SYDNEY (Reuters) – New Zealand’s economy rebounded sharply last quarter as a lifting of coronavirus restrictions and the return of tourists helped it dodge recession, though it may be a last hurrah for strong growth as surging interest rates steamroll demand.
Official data out on Thursday showed gross domestic product (GDP) rose 1.7% in the June quarter, beating forecasts of a 1.0% gain and a timely recovery from the first quarter’s 0.2% drop.
Annual growth slowed to just 0.4%, but that was biased down by the timing of various lockdowns and the main message was one of an economy running with scant spare capacity and soaring cost pressures.
The Reserve Bank of New Zealand (RBNZ) has already lifted interest rates by an eye-watering 275 basis points to 3.0% and believes it will have to get to at least 4.0% to slow demand enough to contain inflation.
Markets have almost fully priced in further hikes to 4.25% given consumer price inflation hit a three-decade peak of 7.3% in the June quarter and the labour market remains drum-tight.
The opening of the country’s borders only added to demand as tourist spending jumped 157% from the first quarter.
“Households and international visitors spent more on transport, accommodation, eating out, and sports and recreational activities,” said Stats NZ’s industry and production senior manager Ruvani Ratnayake.

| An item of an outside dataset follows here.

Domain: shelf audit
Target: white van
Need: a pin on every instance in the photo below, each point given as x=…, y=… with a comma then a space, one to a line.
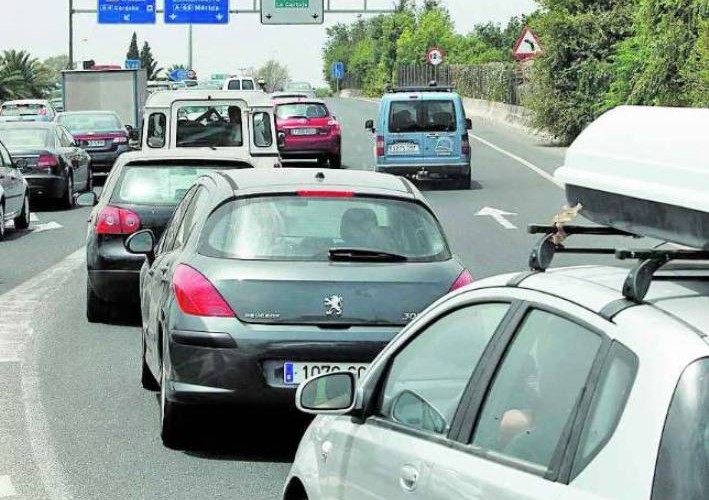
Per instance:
x=215, y=119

All the growth was concentrated in the services sector with household spending on goods actually falling in the June quarter. That helped lift the expenditure measure of GDP by a brisk 2.1% for the quarter.
Price measures in the GDP report were also hot with inflation for business investment, house construction and the like running at 6.4% in the year to June.

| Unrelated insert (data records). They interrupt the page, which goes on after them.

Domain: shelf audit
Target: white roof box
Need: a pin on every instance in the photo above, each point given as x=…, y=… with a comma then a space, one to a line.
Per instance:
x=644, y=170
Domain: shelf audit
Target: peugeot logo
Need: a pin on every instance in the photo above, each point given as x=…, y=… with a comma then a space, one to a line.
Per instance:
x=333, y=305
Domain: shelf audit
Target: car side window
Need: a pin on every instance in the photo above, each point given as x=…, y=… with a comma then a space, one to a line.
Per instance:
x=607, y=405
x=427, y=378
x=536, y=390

While petrol prices have pulled back in the last couple of months, food prices have shot higher amid poor growing conditions and rising production costs.

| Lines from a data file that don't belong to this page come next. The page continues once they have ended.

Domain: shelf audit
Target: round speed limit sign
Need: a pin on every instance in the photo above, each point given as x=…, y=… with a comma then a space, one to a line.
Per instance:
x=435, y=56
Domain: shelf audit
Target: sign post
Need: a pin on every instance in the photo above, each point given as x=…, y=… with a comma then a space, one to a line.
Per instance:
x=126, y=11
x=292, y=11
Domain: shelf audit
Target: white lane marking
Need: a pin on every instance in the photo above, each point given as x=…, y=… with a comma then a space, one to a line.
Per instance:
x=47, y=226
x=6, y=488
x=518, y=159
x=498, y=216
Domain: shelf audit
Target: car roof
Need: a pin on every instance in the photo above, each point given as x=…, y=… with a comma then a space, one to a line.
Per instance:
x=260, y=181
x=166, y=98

The government’s measure of food prices climbed 8.3% in the year to August, the biggest increase in 13 years.
One price that is falling is for houses, as higher borrowing costs burst the huge bubble that grew during the pandemic, sending values down 6% in August from a year earlier.
“Importantly, the downturn in the housing market signals a period of broader softness in household demand,” said Michael Gordon, acting chief economist for NZ at Westpac.
“As signs of softening in demand become increasingly evident, we expect that the RBNZ will become increasingly comfortable that the tightening in monetary policy is having the desired dampening impact.”